Connecting People, Traditions & Generations

In an article written with Arthur C. Brooks for The New York Times, the Dalai Lama explains how the desire to feel needed may be what’s causing anxiety, anger, and fear in so many of the world’s most prosperous nations.

Today, there is less poverty, hunger, and illiteracy and a greater recognition of women’s and minority rights across the world than ever before. Despite this, and the fact that most of the world sees wealthy regions like America, Britain, and Europe as safe and prosperous, feelings of discontent have increased recently in these areas.

According to the Dalai Lama, the phenomenon can be explained by a simple human truth – that people need to feel needed. Those that help others and serve society are more likely to report being happy. One study showed that seniors who didn’t feel useful to others were almost three times as likely to die prematurely as those who did.

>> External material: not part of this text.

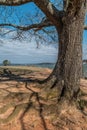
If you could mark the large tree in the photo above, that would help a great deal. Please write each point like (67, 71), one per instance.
(69, 24)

The Dalai Lama claims that people in these prosperous countries aren’t feeling useful, needed, or connected to society. Today in the United States, three times are many men are outside of the workplace than 50 years ago. Feeling unneeded can lead to social isolation and negative emotions.

To combat this discontent, individuals should begin their days by asking how they can appreciate what others give them. Leaders should create opportunities for meaningful work, and educate children in both ethics and practical skills. People should work together to build a society that takes into account the desire to be needed and useful.